I've never seen it in practice. This piece of code is _very_ heavily hit by WHQL tests and they pass (though admittedly they do so on an otherwise idle machine). Still, I am aware of it. Historically it was because this code was run with interrupts disabled. It was even worse, because the Windows guest would have been completely hung. Newer versions of the drivers changed it so that at least the Windows guest will "just" hammer on dom0. The block drivers have the same problem too (and with the complete-hang behavior, unfortunately).
This may be triggered by some problem in the backend bringup. When the Windows driver is in this state, we see: # xenstore-ls /local/domain/0/backend/vif/488 0 = "" domain = "dom_93116181" handle = "0" uuid = "8fca2ad4-5cc0-034a-5d3a-ee3f7860ba0a" script = "/etc/xen/scripts/vif-route" state = "2" frontend = "/local/domain/488/device/vif/0" mac = "12:31:3D:04:69:F4" online = "1" frontend-id = "488" type = "front" feature-sg = "1" feature-gso-tcpv4 = "1" feature-rx-copy = "1" hotplug-status = "connected" # xenstore-ls /local/domain/488/device/vif/0 backend-id = "0" mac = "12:31:3D:04:69:F4" handle = "0" state = "4" backend = "/local/domain/0/backend/vif/488/0" tx-ring-ref = "916" rx-ring-ref = "797" event-channel = "5" request-rx-copy = "1" feature-rx-notify = "1" feature-sg = "0" feature-gso-tcpv4 = "0"

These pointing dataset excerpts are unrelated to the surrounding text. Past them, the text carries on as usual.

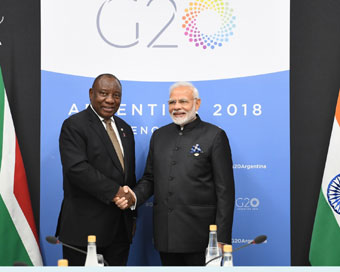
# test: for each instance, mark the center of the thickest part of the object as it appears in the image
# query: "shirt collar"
(101, 118)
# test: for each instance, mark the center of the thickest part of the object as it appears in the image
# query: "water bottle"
(227, 259)
(62, 262)
(91, 257)
(213, 251)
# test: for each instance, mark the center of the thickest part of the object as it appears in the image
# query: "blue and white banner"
(235, 52)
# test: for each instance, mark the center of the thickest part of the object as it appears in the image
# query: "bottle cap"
(91, 238)
(62, 262)
(227, 248)
(213, 228)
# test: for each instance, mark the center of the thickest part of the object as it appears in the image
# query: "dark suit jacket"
(192, 189)
(92, 175)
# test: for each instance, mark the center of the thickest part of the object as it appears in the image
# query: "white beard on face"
(181, 121)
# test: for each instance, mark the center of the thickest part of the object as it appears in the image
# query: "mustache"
(178, 111)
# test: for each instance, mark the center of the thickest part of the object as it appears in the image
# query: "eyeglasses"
(105, 94)
(182, 102)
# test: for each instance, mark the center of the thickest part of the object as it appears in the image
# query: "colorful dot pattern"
(200, 39)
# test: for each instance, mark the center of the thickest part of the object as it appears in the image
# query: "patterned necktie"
(114, 141)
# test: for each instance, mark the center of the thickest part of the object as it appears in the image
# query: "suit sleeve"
(76, 167)
(224, 184)
(145, 186)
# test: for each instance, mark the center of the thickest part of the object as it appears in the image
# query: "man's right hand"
(124, 198)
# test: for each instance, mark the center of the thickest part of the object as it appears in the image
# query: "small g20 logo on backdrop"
(206, 24)
(246, 203)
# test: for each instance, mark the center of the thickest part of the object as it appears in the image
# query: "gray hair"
(185, 84)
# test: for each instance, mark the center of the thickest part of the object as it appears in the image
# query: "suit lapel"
(98, 127)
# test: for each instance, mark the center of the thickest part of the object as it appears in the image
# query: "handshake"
(124, 198)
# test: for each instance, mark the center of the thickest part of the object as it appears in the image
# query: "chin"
(179, 121)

This request was evaluated by Red Hat Product Management for inclusion in a Red Hat Enterprise Linux release. Product Management has requested further review of this request by Red Hat Engineering, for potential inclusion in a Red Hat Enterprise Linux release for currently deployed products. This request is not yet committed for inclusion in a release.
Destabilizing change, closing as WONTFIX.